Aishwarya Kumar is a freelance journalist based in Washington, DC
One ball, two runs to win. One to tie. A few seconds pass in silence. Hands are clasped together; the pressure palpable. And then red flags erupted as West Indian supporters came running down the stands of Central Broward Regional Park.
A one-run victory for West Indies. The fans could have asked for little more.
After the initial shock of loss wore off, the Indian fans applauded, realising what an unprecedented game of cricket they had witnessed. More than 30 sixes and fours; 489 runs separated by one.
"You can't get a better finish than this to conclude the first Indian match in the US.," a West Indian fan called out to a group of Indian fans. They hugged and shook hands. They had got their money's worth, and some of the tickets were not cheap.
The game was an example of why cricket goes beyond who wins and loses. It goes beyond who takes the Man-of-the-Match award home. It was all about enjoying the thrill and the uncertainty of sport. With eight runs needed to win in the last over, the Indian fans looked confident, pumping fists and waving flags. But they wouldn't be heartbroken if India didn't make it. To witness the game was all that mattered to them.
They wanted a spectacle and they got one.
KL Rahul and Evin Lewis kept the crowd entertained in both innings, their cover drives and midwicket sixes elicited wild cheers from the crowd. Both got standing ovations when they reached their centuries.

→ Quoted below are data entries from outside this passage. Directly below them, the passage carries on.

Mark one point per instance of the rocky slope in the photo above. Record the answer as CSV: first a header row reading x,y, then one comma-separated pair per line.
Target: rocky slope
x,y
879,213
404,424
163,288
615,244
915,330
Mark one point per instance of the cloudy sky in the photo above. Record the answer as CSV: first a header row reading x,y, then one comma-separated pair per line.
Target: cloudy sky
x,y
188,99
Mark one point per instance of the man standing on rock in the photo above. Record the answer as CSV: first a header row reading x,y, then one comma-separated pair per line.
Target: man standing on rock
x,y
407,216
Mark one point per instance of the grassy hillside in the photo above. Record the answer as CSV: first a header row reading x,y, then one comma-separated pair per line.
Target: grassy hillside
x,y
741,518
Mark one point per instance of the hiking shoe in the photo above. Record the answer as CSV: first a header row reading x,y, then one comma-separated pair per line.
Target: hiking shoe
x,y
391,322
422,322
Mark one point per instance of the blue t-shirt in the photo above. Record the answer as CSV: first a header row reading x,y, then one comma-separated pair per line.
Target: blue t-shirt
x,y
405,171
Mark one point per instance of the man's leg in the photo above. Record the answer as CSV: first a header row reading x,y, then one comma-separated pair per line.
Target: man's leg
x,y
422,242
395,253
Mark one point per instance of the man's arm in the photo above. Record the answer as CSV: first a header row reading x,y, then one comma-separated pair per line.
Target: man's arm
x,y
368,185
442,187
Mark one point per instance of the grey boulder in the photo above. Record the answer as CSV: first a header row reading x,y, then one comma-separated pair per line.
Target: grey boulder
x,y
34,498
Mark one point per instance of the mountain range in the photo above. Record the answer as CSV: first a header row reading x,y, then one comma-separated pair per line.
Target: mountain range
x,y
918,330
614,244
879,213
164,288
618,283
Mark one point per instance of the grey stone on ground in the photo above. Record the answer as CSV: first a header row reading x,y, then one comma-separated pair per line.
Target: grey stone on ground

"Chak de India," screamed a fan and the rest followed suit. Sometimes a West Indian fan joined in.
When Rahul cruised to his century with a six, the crowd chanted "Rahul, Rahul." When Dwayne Bravo pulled off the near impossible - denying India eight in the final over - the crowd chanted "DJ, DJ."
It was not about who would win. It was about how.
"If there is one person who could do it, it is DJ," said West Indian fan Geta Whitehall, waving her flag and jumping in excitement. Despite the overwhelming Indian fan base, the West Indian fans remained confident throughout. "We're closer to home, you know," said Chris Whitehall.
Midway through the first innings, a dance broke out in the stands next to the press box. A West Indian fan and an Indian were battling it out. The crowd chanted words of encouragement. Bhangra on one side. West Indian jive on the other. The fans bonded like never before.
"Most people have never witnessed India playing here before. The passion and happiness is more intense here because of how rare cricket is played here," said Gourabh Arora, an Indian fan who flew down with his nine-year-old daughter from Virginia.
After the game, MS Dhoni said Indian fans follow the team wherever they go and it was a pleasure to play in front of the crowd. "Even if we're playing in the Bermuda Triangle, they'll be there," he said. Dhoni also joked about how the closest people came to witnessing sixes here were home runs in baseball and not many of those are scored in a game.
At the tail end of the chase, the big screen read: "Fan of the day - Cherry." And the stand next to the press box broke into loud cheers. Cherry Patel, an Indian fan from Tampa, was going to get a chance to get a photo with Virat Kohli. She stood up on the chair and screamed, the painting of the word "Virat" visible on her legs. The crowd cheered "Cherry, Cherry."
The crowd stayed back for the presentation ceremony as Ravi Shastri's booming voice rang around the stadium. "This is a once in a lifetime opportunity. I won't forget this," said Raja Selvaraj, an engineer from Atlanta.
Fans walked out, flags and posters safely tucked away in their bags.
"We are coming back tomorrow," they said.